Table 6 presents the summary of the turning points that were estimated from each resulting regression run that yielded evidence supporting the validity of the EKC hypothesis. It can be observed that the turning point levels of real per capita GDP in the full Asian panel (with and without China) were estimated to be within the range of US$ 32,003 to US$ 38,793. Specifically, the estimated turning point level of per capita income in the estimated Asian EKC is approximately US$ 38,793 for the full panel with China, US$ 36,213 for the full panel with China when fossil fuel energy consumption growth was omitted, US$ 38,751 for the Asian panel without China, and US$ 32,003 for the Asian panel without China when fossil fuel energy consumption growth.
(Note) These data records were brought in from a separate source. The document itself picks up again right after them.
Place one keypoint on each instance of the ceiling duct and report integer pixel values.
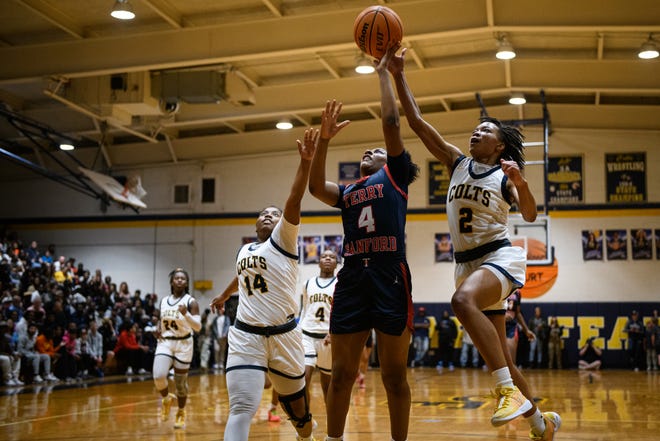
(201, 87)
(117, 96)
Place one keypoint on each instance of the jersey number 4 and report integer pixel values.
(258, 284)
(366, 219)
On the other hand, the turning point in the low income economy group’s EKC was estimated to be within the range of US$ 2,374 to US$ 2,580, while the turning point in the upper-middle income economy group’s EKC was estimated to be about US$ 3,594.
Table 6
Turning point levels of per capita GDP per panel sample
PANEL SAMPLE
|
TURNING POINT(constant 2010 US$)a
|
Full panel
|
38,793
|
Full panel (lnn was omitted)
|
36,213
|
Full panel without China
|
38,751
|
Full panel without China (lnn was omitted)
|
32,003
|
Low income economies (lnr was omitted)
|
2,580
|
Low income economies (lnn was omitted)
|
2,374
|
Upper-middle income economies
|
3,594
|
a Based on authors’ calculations
|
Given the full panel estimated turning point level of per capita GDP ($38,793), it was revealed that only 3 out of 34 Asian economies, specifically, Singapore, Japan, and the United Arab Emirates have reached the benchmark turning point level of per capita income, suggesting that these economies have more environmentally-favorable pollution management strategies compared to their other Asian neighbors. On the other hand, some economies like Hong Kong, Israel, Cyprus, and South Korea are almost at the turning point level of per capita income. Unfortunately, those not mentioned are considerably far away from this turning point level of the estimated EKC. This implies that in the context of Asia, pollution emissions will keep on rising alongside economic growth since the turning point level of per capita income is still far from being reached by most Asian economies.